By MASAHIRO TSURUOKA/ Staff Writer
June 22, 2023 at 17:10 JST
Prime Minister Fumio Kishida, front center, and his Cabinet members pose at the prime minister’s official residence on Aug. 10, 2022, when his second administration was launched. (Koichi Ueda)
Lower House member Seiko Noda was not surprised that the lack of female representation in politics dragged Japan’s ranking to its lowest level ever in the World Economic Forum’s Gender Gap Report 2023.
“While Japan is dilly-dallying, other countries are successfully building diverse nations, including women,” she said on June 21. “The biggest problem is that many people in the Diet do not care about these issues.”
The WEF’s report, released earlier that day, ranked Japan 125th among 146 countries in terms of closing the gender gap. For the political sector alone, Japan placed 138th, nearly unchanged from 139th last year.
“We need to humbly accept the current state of our country,” Chief Cabinet Secretary Hirokazu Matsuno said at a news conference on June 21.
Based on the government’s basic plan for women’s empowerment and gender equality, Matsuno said, “We will request each political party to make voluntary efforts to set numerical targets for the number of female candidates.”
Japan’s ranking for politics was based on the percentage of female Lower House members and Cabinet ministers, as well as the tenure of female leaders, over the past five decades.
Currently, the Lower House has 48 female lawmakers, or 10 percent of all members.
Since no Lower House election has been held since last year to this year, the proportion of female members in the Diet chamber barely changed.
The WEF’s 2022 report noted that as of January 2021 then Prime Minister Yoshihide Suga had only two women in his Cabinet.
The 2023 report showed the current administration of Fumio Kishida also had two female Cabinet members as of January this year.
Political parties say they are working to encourage more women to participate in politics.
Among lawmakers of the ruling Liberal Democratic Party, only 45, or 12 percent, are female: 21 in the Lower House and 24 in the Upper House.
The LDP’s Headquarters for Implementing the Reform of Party announced a basic plan on June 19 to nurture and appoint female lawmakers.
The plan says the LDP will “strengthen its efforts with the goal of raising the proportion of female lawmakers to 30 percent” over the next 10 years.
In the main opposition Constitutional Democratic Party of Japan, 22 percent of Diet members are women: 13 in the Lower House and 17 in the Upper House.

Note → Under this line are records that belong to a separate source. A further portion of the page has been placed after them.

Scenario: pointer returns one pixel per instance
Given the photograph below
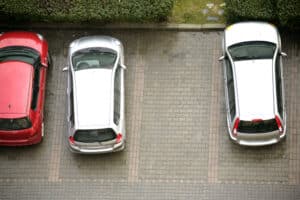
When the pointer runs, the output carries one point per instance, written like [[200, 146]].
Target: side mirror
[[283, 54], [221, 58]]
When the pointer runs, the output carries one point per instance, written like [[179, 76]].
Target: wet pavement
[[177, 143]]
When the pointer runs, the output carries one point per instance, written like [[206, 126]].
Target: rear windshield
[[89, 136], [15, 124], [92, 58], [252, 50], [20, 53], [260, 126]]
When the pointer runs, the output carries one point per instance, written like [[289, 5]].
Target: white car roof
[[254, 79], [93, 94], [95, 41], [93, 88], [250, 31]]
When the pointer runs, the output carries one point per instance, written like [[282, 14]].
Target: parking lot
[[177, 143]]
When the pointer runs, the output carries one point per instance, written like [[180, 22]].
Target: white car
[[254, 89], [96, 120]]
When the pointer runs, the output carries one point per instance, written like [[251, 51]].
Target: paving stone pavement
[[177, 143]]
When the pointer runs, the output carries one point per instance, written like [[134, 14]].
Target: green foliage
[[87, 10], [240, 10], [281, 12], [289, 13]]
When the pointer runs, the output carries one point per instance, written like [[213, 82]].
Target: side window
[[71, 107], [117, 95], [230, 88], [278, 85], [36, 87], [71, 114]]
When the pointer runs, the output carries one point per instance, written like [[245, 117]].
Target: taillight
[[71, 140], [278, 122], [235, 126], [119, 138]]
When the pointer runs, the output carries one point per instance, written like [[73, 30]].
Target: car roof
[[93, 98], [21, 38], [15, 89], [95, 41], [255, 89], [250, 31]]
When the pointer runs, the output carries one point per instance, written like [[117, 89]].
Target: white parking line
[[54, 162], [294, 162], [213, 147], [136, 121]]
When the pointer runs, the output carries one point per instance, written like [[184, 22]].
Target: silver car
[[96, 121], [254, 89]]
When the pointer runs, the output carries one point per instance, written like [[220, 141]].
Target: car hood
[[250, 31], [255, 89], [93, 97], [15, 89]]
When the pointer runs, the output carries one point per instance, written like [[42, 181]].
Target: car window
[[252, 50], [117, 95], [230, 88], [19, 53], [15, 124], [279, 85], [71, 107], [258, 126], [92, 58], [89, 136], [36, 87]]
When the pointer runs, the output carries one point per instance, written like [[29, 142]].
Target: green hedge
[[289, 13], [281, 12], [86, 10], [240, 10]]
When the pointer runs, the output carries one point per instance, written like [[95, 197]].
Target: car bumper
[[21, 142], [258, 139], [97, 150]]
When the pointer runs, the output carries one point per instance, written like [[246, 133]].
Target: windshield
[[252, 50], [15, 124], [92, 58], [89, 136], [19, 53], [259, 126]]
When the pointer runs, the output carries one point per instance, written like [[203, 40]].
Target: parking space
[[177, 143]]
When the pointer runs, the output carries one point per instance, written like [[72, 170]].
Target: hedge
[[86, 10], [240, 10], [289, 13], [281, 12]]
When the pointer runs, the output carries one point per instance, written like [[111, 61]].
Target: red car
[[24, 60]]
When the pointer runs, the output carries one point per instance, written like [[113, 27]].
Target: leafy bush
[[240, 10], [281, 12], [86, 10], [289, 13]]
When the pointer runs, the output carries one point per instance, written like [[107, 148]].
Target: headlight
[[40, 36]]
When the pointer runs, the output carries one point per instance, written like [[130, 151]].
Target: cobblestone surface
[[177, 143]]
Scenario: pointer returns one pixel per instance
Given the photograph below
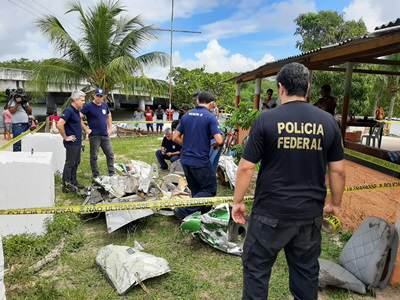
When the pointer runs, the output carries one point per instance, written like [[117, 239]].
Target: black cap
[[205, 97]]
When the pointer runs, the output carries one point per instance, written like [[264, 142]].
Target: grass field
[[198, 271]]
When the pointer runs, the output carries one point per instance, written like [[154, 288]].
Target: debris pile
[[217, 229], [129, 266], [136, 181]]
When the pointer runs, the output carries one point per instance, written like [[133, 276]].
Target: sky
[[236, 35]]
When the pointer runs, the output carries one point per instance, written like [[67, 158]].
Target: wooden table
[[367, 123]]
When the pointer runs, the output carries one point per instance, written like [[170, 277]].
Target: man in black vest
[[294, 142]]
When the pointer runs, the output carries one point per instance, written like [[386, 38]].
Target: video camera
[[14, 94]]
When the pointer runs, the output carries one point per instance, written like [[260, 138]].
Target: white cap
[[77, 94]]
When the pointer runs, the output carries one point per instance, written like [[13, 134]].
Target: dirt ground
[[356, 206]]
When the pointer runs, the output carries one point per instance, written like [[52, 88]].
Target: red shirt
[[55, 118], [170, 114], [149, 115]]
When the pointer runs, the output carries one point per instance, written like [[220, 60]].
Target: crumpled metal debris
[[228, 166], [127, 267], [118, 219], [217, 229], [2, 288], [135, 181]]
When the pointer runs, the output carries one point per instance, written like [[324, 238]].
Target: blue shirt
[[73, 124], [198, 127], [97, 116]]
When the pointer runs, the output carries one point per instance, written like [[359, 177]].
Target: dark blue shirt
[[198, 127], [73, 124], [97, 116]]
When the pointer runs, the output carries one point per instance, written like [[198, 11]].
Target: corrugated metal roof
[[394, 26], [388, 25]]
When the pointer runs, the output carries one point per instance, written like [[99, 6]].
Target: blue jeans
[[161, 159], [17, 129], [214, 158], [202, 182]]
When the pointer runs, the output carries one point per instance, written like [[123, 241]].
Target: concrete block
[[26, 181], [46, 142]]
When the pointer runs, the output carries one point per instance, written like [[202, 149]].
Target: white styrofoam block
[[26, 181], [2, 288], [46, 142]]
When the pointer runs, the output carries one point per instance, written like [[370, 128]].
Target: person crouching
[[169, 150]]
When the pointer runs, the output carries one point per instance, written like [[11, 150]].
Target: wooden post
[[310, 87], [237, 97], [346, 97], [257, 93]]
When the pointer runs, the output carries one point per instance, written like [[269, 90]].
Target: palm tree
[[107, 55]]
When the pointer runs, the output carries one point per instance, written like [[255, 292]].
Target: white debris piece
[[26, 180], [126, 266], [46, 142], [227, 164], [2, 288]]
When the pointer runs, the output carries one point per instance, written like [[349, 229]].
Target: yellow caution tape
[[331, 223], [162, 204], [374, 160], [21, 136], [142, 122]]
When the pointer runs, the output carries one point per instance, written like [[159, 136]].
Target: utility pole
[[171, 30]]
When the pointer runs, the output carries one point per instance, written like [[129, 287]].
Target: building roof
[[384, 41]]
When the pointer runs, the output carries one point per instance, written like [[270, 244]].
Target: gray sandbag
[[126, 266], [365, 254], [332, 274], [2, 288]]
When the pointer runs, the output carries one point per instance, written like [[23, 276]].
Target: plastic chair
[[373, 136]]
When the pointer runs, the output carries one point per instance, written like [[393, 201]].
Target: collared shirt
[[294, 143], [73, 124], [97, 116], [198, 127]]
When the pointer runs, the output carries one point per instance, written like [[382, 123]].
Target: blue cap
[[99, 92]]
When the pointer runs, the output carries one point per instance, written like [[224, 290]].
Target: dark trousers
[[301, 241], [202, 182], [17, 129], [72, 160], [149, 126], [161, 159], [159, 126], [104, 142]]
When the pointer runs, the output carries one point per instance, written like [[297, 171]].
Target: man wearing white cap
[[70, 128]]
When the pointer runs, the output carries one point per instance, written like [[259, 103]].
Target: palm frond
[[56, 72], [64, 43]]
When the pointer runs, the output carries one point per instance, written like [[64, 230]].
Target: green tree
[[328, 27], [107, 55], [186, 82], [324, 28]]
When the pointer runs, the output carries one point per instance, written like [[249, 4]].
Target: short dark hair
[[205, 97], [295, 78], [326, 88]]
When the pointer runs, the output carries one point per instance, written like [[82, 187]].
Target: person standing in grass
[[7, 118], [295, 143], [195, 131], [70, 127], [159, 118], [149, 115], [100, 122]]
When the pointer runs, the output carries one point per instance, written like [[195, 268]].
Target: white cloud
[[214, 58], [374, 13], [277, 17]]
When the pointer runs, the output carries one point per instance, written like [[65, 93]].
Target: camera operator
[[20, 110]]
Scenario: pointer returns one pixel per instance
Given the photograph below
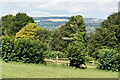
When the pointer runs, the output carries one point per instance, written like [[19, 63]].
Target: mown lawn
[[21, 70]]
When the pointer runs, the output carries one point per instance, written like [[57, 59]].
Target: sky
[[44, 8]]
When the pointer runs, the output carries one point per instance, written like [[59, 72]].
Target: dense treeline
[[24, 41]]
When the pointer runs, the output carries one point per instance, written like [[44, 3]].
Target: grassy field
[[21, 70]]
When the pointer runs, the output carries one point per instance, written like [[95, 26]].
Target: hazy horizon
[[60, 8]]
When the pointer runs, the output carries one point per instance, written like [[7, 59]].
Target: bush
[[53, 54], [7, 48], [87, 58], [108, 60], [28, 51]]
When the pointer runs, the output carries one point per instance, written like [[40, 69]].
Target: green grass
[[21, 70]]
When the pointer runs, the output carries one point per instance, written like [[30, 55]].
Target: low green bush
[[108, 59], [87, 58], [53, 54]]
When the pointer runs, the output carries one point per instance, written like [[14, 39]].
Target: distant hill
[[51, 23]]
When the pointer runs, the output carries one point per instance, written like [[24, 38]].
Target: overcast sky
[[40, 8]]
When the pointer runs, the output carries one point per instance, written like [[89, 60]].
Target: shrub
[[108, 59], [87, 58], [7, 47], [53, 54], [29, 51]]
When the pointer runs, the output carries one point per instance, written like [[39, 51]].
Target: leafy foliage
[[7, 48], [54, 54], [108, 59]]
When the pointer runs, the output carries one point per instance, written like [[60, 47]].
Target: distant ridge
[[51, 23]]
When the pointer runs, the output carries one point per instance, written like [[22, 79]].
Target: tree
[[12, 24], [108, 59]]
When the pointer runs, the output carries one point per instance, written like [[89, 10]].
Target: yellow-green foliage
[[28, 31]]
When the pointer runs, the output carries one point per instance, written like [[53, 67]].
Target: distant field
[[21, 70]]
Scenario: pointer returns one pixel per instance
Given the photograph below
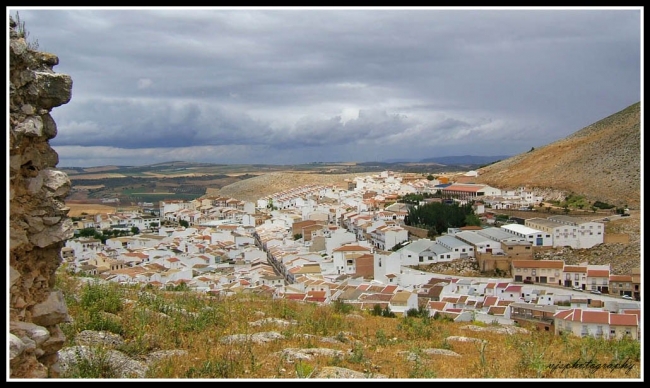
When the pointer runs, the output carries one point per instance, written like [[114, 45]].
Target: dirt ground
[[90, 208]]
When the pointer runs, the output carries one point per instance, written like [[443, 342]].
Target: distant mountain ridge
[[465, 159], [601, 161]]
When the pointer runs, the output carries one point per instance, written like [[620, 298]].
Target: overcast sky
[[299, 85]]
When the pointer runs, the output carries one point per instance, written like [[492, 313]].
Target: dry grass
[[156, 320], [79, 209]]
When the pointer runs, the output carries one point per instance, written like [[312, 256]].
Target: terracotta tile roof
[[351, 248], [623, 320], [538, 264], [620, 278], [598, 273], [575, 268], [440, 306], [497, 310]]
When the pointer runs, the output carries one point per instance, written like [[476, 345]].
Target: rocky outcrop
[[38, 220]]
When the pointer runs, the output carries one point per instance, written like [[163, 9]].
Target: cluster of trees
[[438, 217]]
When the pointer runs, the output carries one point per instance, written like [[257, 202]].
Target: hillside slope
[[601, 161]]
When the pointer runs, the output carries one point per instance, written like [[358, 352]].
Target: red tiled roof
[[538, 264], [599, 273], [351, 248], [575, 268], [623, 320]]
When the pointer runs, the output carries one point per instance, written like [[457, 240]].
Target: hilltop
[[601, 161]]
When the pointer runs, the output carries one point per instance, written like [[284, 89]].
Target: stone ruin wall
[[38, 218]]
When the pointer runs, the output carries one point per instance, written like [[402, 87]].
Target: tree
[[87, 232]]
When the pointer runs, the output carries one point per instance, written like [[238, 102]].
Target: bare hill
[[601, 161], [253, 189]]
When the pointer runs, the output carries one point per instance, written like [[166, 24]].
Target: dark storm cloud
[[295, 85]]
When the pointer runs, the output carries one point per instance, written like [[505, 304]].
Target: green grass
[[150, 319]]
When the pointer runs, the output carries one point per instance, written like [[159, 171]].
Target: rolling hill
[[601, 161]]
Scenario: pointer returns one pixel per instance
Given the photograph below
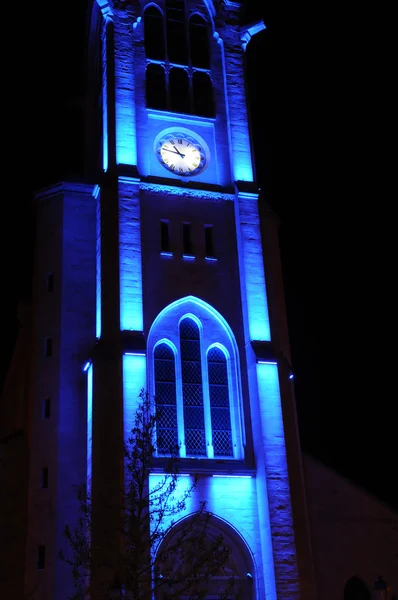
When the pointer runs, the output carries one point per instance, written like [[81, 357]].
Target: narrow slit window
[[209, 242], [41, 557], [48, 347], [164, 236], [180, 95], [44, 477], [50, 282], [154, 34], [187, 239], [156, 95], [202, 88], [199, 42], [47, 408]]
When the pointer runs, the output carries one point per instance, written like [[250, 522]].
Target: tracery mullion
[[192, 388]]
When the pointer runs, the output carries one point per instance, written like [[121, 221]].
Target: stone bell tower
[[160, 274]]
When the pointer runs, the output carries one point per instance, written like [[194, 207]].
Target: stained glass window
[[219, 403], [165, 398], [192, 388]]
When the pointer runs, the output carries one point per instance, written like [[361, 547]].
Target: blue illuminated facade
[[176, 294]]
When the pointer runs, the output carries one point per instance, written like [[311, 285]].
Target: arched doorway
[[203, 554], [355, 589]]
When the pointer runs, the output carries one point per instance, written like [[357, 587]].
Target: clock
[[182, 152]]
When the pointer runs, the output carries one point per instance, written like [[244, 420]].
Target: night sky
[[319, 89]]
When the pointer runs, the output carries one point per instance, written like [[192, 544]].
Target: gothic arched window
[[166, 399], [192, 388], [194, 378], [179, 48], [219, 402]]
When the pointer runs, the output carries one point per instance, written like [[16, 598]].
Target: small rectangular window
[[164, 236], [41, 557], [50, 282], [186, 239], [47, 408], [44, 477], [48, 347], [209, 242]]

“The world of politics has been male-dominated, making it difficult for women to participate in,” Kenta Izumi, head of the CDP, said on June 21. “We need to change the situation within the party, within the Diet and in local assemblies nationwide.”
The CDP said it will lend 1 million yen ($7,050) to any woman who officially runs on the CDP ticket for the first time in the next Lower House election.
Internal party maneuvers, particularly among factions, have often prevented women from becoming Cabinet ministers and Lower House members.
The prime minister has the power to increase the number of women in Cabinet positions.
In practice, however, prime ministers in the LDP usually first consider the demands of each party faction to maintain stability.
LDP executives have the power to approve the party’s Lower House candidates in the single-seat constituency election system, unlike under the multiple-seat constituency system, in which party factions compete against each other.
The LDP president can approve women and rookies as candidates in single-seat constituencies. But in reality, the majority of candidates are “male incumbents,” and they often receive priority out of consideration for the party’s factions.
Mari Miura, a professor of politics at Sophia University, said many women do well in local elections, indicating that voters have high expectations of them.
However, in Lower House elections, which use the single-seat constituency system, it is difficult for women to run in these districts because 90 percent of the incumbents are men.
In the current election system, candidates who lose in a single-seat constituency can win in the proportional representation system. This gives men in the male-dominated single-seat system a greater chance to win a Diet seat.
Miura said that if this system is abolished and each political party fields an equal number of female and male candidates in proportional representation, the number of female lawmakers could increase.
She said that changing the political party subsidy system is also an option.
Parties would be more eager to have an equal number of female and male candidates if they receive less funding when the gender gap is wide.